We will not pay for loss or damage caused directly or indirectly by any of the following. Such loss or damage is excluded regardless of any other cause or event that contributes concurrently or in any sequence to the loss.

Some New Jersey courts have enforced this language to foreclose coverage when two causes — one covered and one excluded — contribute to a loss.[7] Notably, the standard virus exclusion does not contain this language (although it can still appear in nonstandard exclusions).

New Jersey law construes exclusions narrowly in favor of coverage. If the insurance company could have written an exclusion more clearly, the exclusion will be construed against the insurance company. The existence of the anti-concurrent language shows that the insurance companies could have written the virus exclusion so that it applied regardless of the efficient proximate clause language, but chose not to. This is a potent argument that the efficient proximate cause doctrine applies even if the virus and the lockdown order both contributed sequentially or concurrently to the loss.

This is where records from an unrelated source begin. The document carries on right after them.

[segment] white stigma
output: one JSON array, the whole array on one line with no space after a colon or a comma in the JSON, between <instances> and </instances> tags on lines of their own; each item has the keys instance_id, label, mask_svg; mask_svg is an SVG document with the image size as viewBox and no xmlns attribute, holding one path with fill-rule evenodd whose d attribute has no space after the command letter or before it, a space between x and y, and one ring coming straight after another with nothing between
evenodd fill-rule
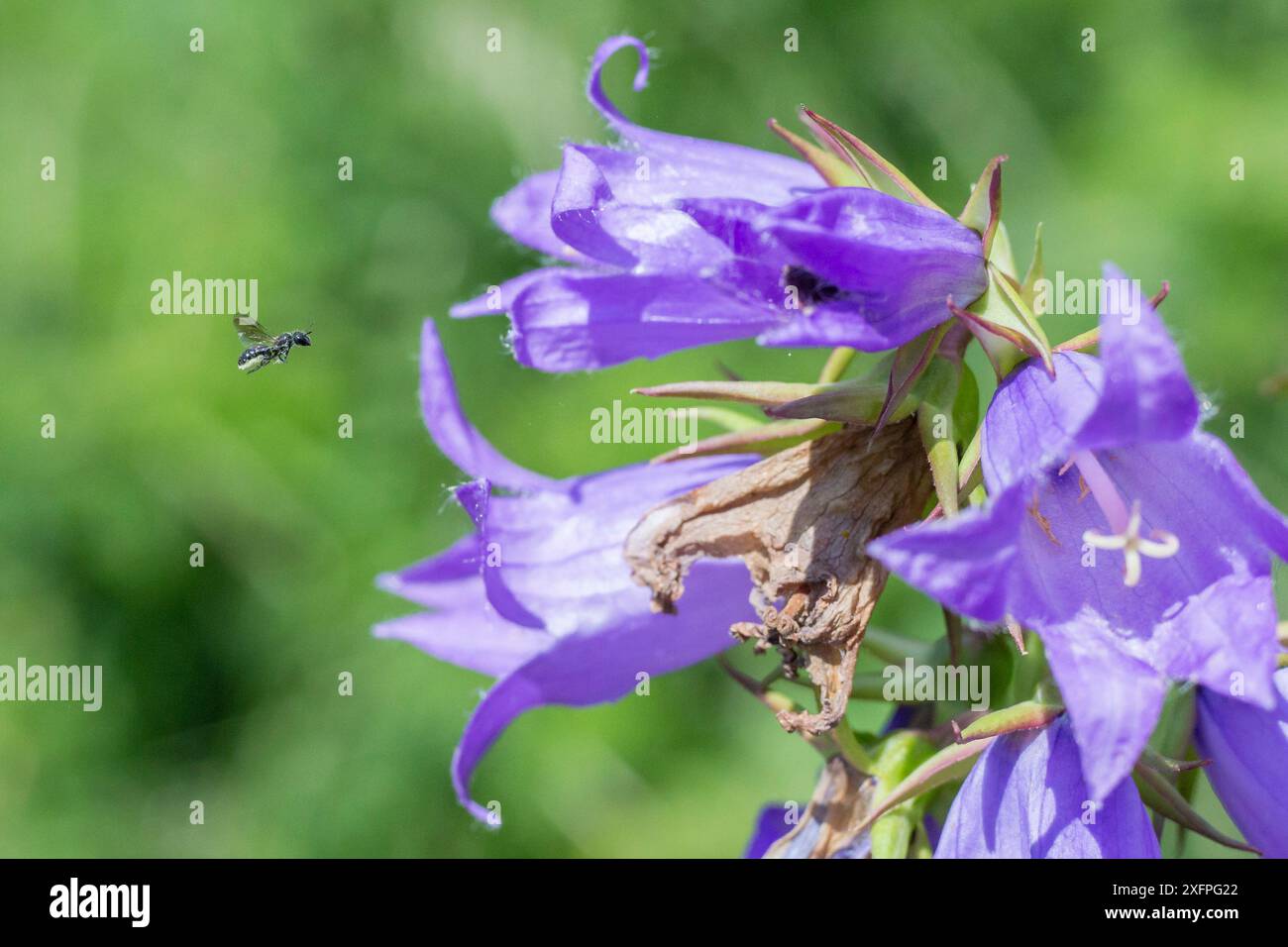
<instances>
[{"instance_id":1,"label":"white stigma","mask_svg":"<svg viewBox=\"0 0 1288 947\"><path fill-rule=\"evenodd\" d=\"M1073 463L1078 465L1083 483L1088 492L1096 499L1096 505L1109 521L1112 532L1101 533L1087 530L1082 533L1082 541L1094 549L1121 549L1123 554L1123 584L1135 588L1140 582L1141 562L1140 557L1148 555L1150 559L1170 559L1181 548L1181 541L1175 533L1154 530L1148 537L1140 535L1140 501L1131 505L1127 513L1127 504L1123 502L1113 479L1096 460L1091 451L1077 451Z\"/></svg>"},{"instance_id":2,"label":"white stigma","mask_svg":"<svg viewBox=\"0 0 1288 947\"><path fill-rule=\"evenodd\" d=\"M1087 530L1082 541L1095 549L1121 549L1123 553L1123 584L1133 588L1140 582L1140 557L1150 559L1170 559L1181 549L1181 541L1175 533L1154 530L1150 539L1140 535L1140 501L1131 505L1127 528L1117 533L1100 533Z\"/></svg>"}]
</instances>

Policyholders should not credit insurance industry propaganda that coverage does not exist for coronavirus business interruption claims. At the very least, every policyholder incurring a loss should promptly give notice of its claim to its insurance company in order to avoid late notice issues.

Once the insurance company denies coverage, the policyholder need not commit to coverage litigation immediately. The policyholder can await further litigation and statutory developments, being careful, though, to comply with statutory and contractual limitation periods for bringing claims against the insurance company.

New Jersey has favorable law on the issue of whether loss of functionality constitutes property loss or damage. When combined with New Jersey's favorable law on efficient proximate cause, New Jersey may be a favored state for litigation regarding insurance coverage for COVID-19 business interruption claims.



Robert Chesler and Nicholas Insua are shareholders, and John Lacey Jr. is an attorney, at Anderson Kill PC.

The opinions expressed are those of the author(s) and do not necessarily reflect the views of the firm, its clients, or Portfolio Media Inc., or any of its or their respective affiliates. This article is for general information purposes and is not intended to be and should not be taken as legal advice.


[1] 181 N.J. 245 (2004).

[2] Id., at 257 (quoting 5 John Alan Appleman, Insurance Law & Practice, § 3083, at 309–11 (1970)).

[3] 372 N.J. Super. 421 (App. Div. 2004).

[4] Id., at 426.

[5] Id., at 431.

[6] 461 N.J. Super. 440 (App. Div. 2019).

[7] See e.g., Zero Barnegat Bay, LLC v. Lexington Ins. Co. , No. 14CV1716PGSDEA, 2019 WL 1242436 (D.N.J. Mar. 18, 2019).